When your company is this global, different regions mean different requirements. A challenge that, at least for this talent acquisition director, is really more of an opportunity.
As a Talent Acquisition Director and global project leader for Avery Dennison. Chassidy Rellinger brings more than 15 years of experience in Human Resources, Talent Acquisition, global project management, and most recently, HR system design and implementation. In her current role at this California-based, Fortune-500 manufacturer, Chassidy leads a team responsible for US/Canada recruitment, as well as the US Leadership Development Program (university recruitment).
Chassidy holds a MA from Michigan State University in Human Resources & Labor Relations, and we are thrilled to have her speak at Hiring Success 18 in San Francisco, held from March 12-14. Here’s a little taste of what to expect.
Where on your company’s list of priorities is recruitment?
Mobilizing and bringing the best talent into the organization is a high priority. It sounds cliche, but Avery Dennison is successful because of our culture, and our culture is driven by our talent. Every role is critical, and so our talent review and acquisition processes are equally important.
What does your organization do differently in recruiting than anyone else?
I think one of the things we do really well is partnering with business within regions and functions, to understand the talent implications of the business/functional strategy. We not only have a pulse on the external market, but we also know potential internal talent, and understand where we need to create deeper pipelines.
What is one thing about your job process you’d like to change?
Ideally, we would add or shift more resources to analytics and our employer brand.
What is the thing you are most proud of in your work?
The greater organization sees us as a strategic partner, and a highly skilled, in-demand team.
What is the current balance between technology and human intuition in your hiring process?
We use technology heavily, to enable an effective and efficient recruitment workflow. However, we haven’t yet taken the leap to implement technology such as AI or assessments, etc, in our actual selection process.
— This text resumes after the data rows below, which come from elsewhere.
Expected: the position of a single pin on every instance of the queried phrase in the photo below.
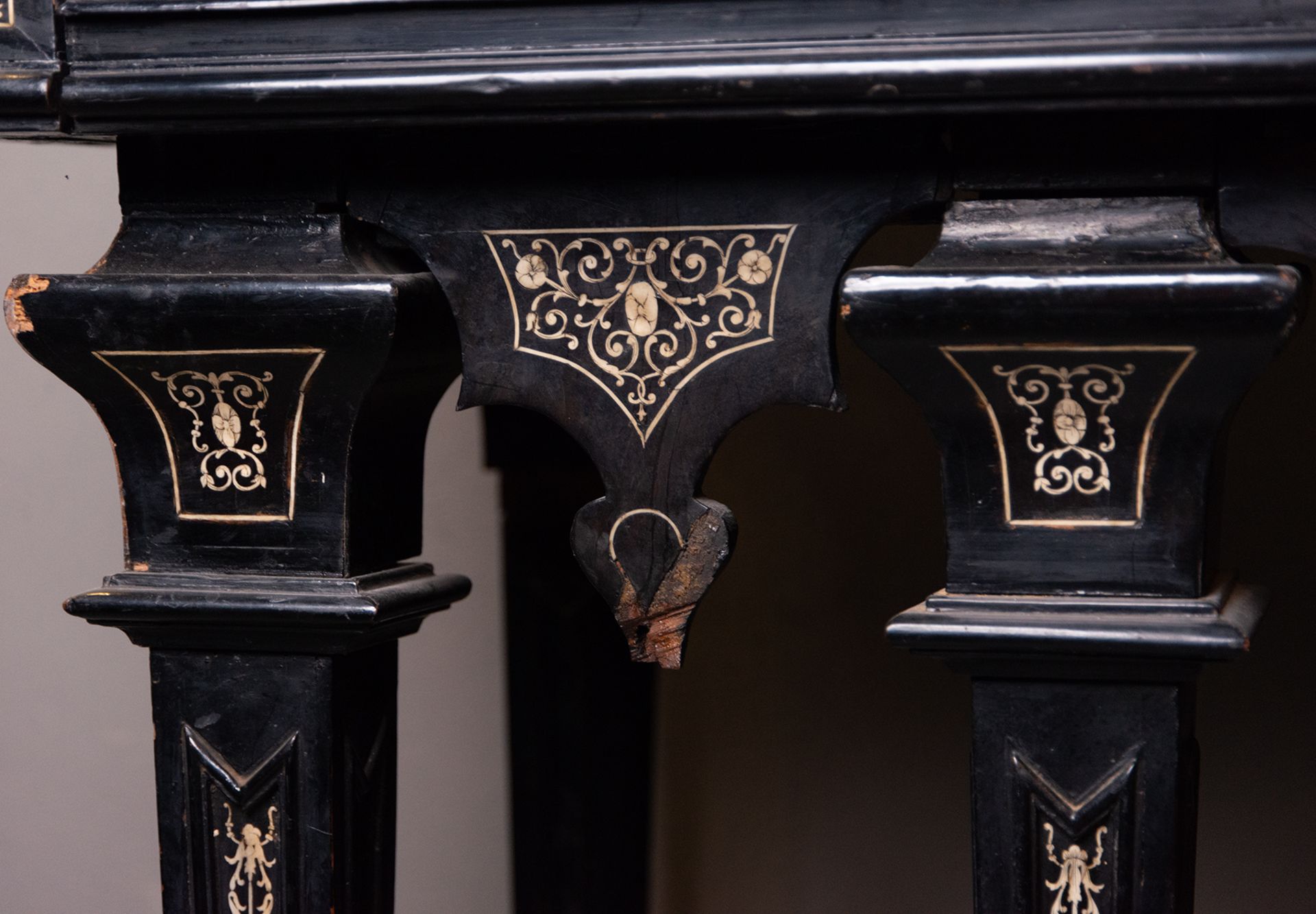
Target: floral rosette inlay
(230, 461)
(642, 311)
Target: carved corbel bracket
(265, 419)
(645, 314)
(1078, 361)
(267, 383)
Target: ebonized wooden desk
(635, 219)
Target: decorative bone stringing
(645, 339)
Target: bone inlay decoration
(1068, 465)
(250, 889)
(642, 311)
(233, 402)
(1075, 891)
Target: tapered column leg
(267, 415)
(1078, 361)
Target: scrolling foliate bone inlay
(642, 311)
(1073, 884)
(227, 464)
(1102, 386)
(230, 420)
(252, 865)
(1054, 410)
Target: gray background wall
(803, 767)
(77, 782)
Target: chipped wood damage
(657, 632)
(15, 315)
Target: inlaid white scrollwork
(1074, 884)
(1056, 472)
(644, 310)
(250, 865)
(228, 465)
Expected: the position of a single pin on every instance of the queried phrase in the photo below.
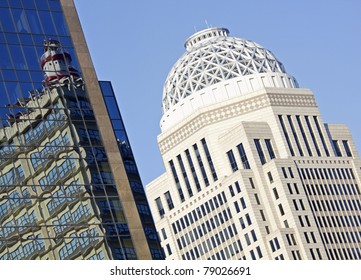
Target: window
(169, 200)
(270, 148)
(209, 159)
(347, 148)
(286, 135)
(232, 160)
(194, 174)
(321, 135)
(270, 178)
(304, 136)
(248, 219)
(164, 234)
(295, 135)
(260, 151)
(160, 207)
(275, 193)
(201, 166)
(243, 203)
(176, 179)
(336, 148)
(168, 249)
(236, 206)
(312, 135)
(185, 176)
(231, 190)
(281, 209)
(243, 156)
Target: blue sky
(134, 44)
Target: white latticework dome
(212, 57)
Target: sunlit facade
(59, 195)
(251, 170)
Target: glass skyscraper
(69, 185)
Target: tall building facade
(252, 171)
(69, 185)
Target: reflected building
(59, 195)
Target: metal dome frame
(212, 57)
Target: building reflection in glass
(57, 195)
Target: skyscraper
(252, 171)
(69, 185)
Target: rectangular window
(286, 135)
(176, 179)
(169, 200)
(169, 250)
(347, 148)
(295, 135)
(201, 166)
(232, 160)
(209, 159)
(336, 148)
(270, 148)
(185, 176)
(260, 151)
(275, 193)
(243, 202)
(159, 204)
(281, 209)
(270, 178)
(194, 174)
(312, 135)
(236, 206)
(321, 135)
(304, 135)
(231, 190)
(243, 156)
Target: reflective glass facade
(58, 196)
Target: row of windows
(219, 236)
(19, 225)
(337, 149)
(339, 205)
(318, 254)
(302, 128)
(226, 253)
(337, 221)
(333, 189)
(14, 200)
(51, 148)
(159, 203)
(32, 4)
(26, 251)
(12, 177)
(327, 173)
(259, 149)
(344, 254)
(341, 238)
(185, 175)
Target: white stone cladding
(296, 196)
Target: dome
(212, 57)
(217, 67)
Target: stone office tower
(69, 186)
(252, 171)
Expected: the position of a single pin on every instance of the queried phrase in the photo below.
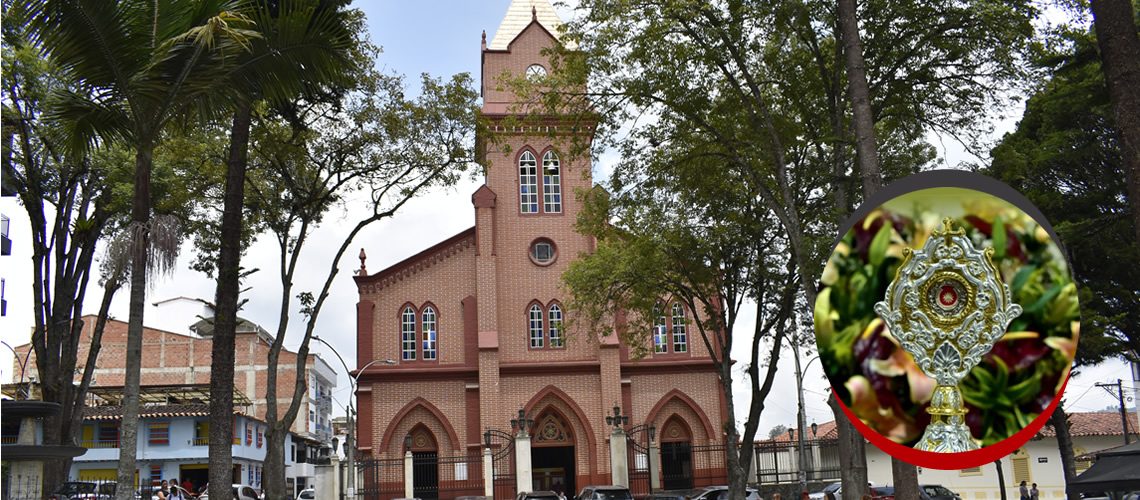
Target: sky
(440, 38)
What have been some of the biggest changes you’ve seen occur in the industry since you began?
I am relatively new to recruitment (four years), so I do not have a lot of deep history in the function. That said, it is clear that the labor market for specialists continues to tighten, while at the same time it seems talent is most inundated, and least interested, in traditional recruitment methods like email inquiry. I am curious to see how this will evolve, and how we will curate relationships with talent. I believe that employer brand content will be more and more important as talent ‘finds’ us, on their time and via their preferred channel.
What will your job look like five years from now?
I believe my job will be more about consulting the business on how to adjust our target profiles, our assessment criteria, and the aligned technology to get the best, most diverse hires for the organization. Using data and analytics we will have a much more scientific approach to a search.
Who was/is your biggest professional influence and why?
I have worked with amazing people and great leaders, but honestly, this person is probably my dad. He owns his own business and works incredibly hard to meet the needs of his customers. He has built and maintained key relationships that have enabled him to be successful for decades, a rarity in small business.
What would be your first bits of advice to a new hire in your department?
Learn the business and the functions you support, really get to know their strengths and weaknesses. Relationships are everything. You can’t communicate enough, or fast enough.
Real quick, without thinking too hard, what does Hiring Success mean to you?
Seeing talent make an impact; delivering measurable results within an organization.